Bei meiner Rat 9 kann ich den Aim-Button garnicht mit etwas anderem belegen?! ö..Ö (Oder mein treiber ist vlt zu alt)

Installier den Treiber einfach nochmal neu und probiere einen anderen USB-Port aus. Vlt ist etwas bei der Installation schief gegangen.


----------



## bruderbethor (30. Dezember 2013)

Vielen dank erstmal 
Könnte schon sein dann besteht mein Problem aber leider bei 4 USB Ports und gefühlten 12 Neuinstallationen ... Schade vorher war alles gut 

komisch ich weiß echt nichtmehr weiter...


----------



## Deeron (30. Dezember 2013)

Wird die rat 7 denn auch von windows auch als solche erkannt? Hast du den treiber herunter geladen oder von cd installiert?
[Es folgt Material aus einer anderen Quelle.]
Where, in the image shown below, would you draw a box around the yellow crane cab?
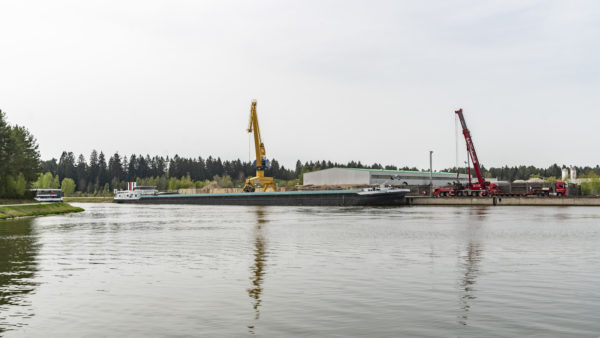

Edit: Hast du den Regler für den Aim auch weit genug herunter gedreht, damit es auch einen Unterschied macht? ^^ Blöde Frage, aber muss sein


----------



## bruderbethor (30. Dezember 2013)

Die R.A.T. 7 wird im Gerätemanager als solche erkannt und wenn ich sie deaktivere, dann ist die Maus auch tot. Man kann also davon ausgehen, dass sie korrekt installiert ist. Ich habe auch die Treiberaktualisierung im Gerätemanager durchgeführt und den neuesten "gedownloadeten" Traiber ausgewählt. Der Traiber kommt aus dem Netz, da keine Traiber CD bei der Maus dabei war. Ich stehe leider zur Zeit etwas auf Kriegsfuß mit der "lieben" Elektronik. Wenn du noch einen guten Tipp hast immer her damit  Ein älterer Traiber wäre auch super 

mfg


----------



## Deeron (30. Dezember 2013)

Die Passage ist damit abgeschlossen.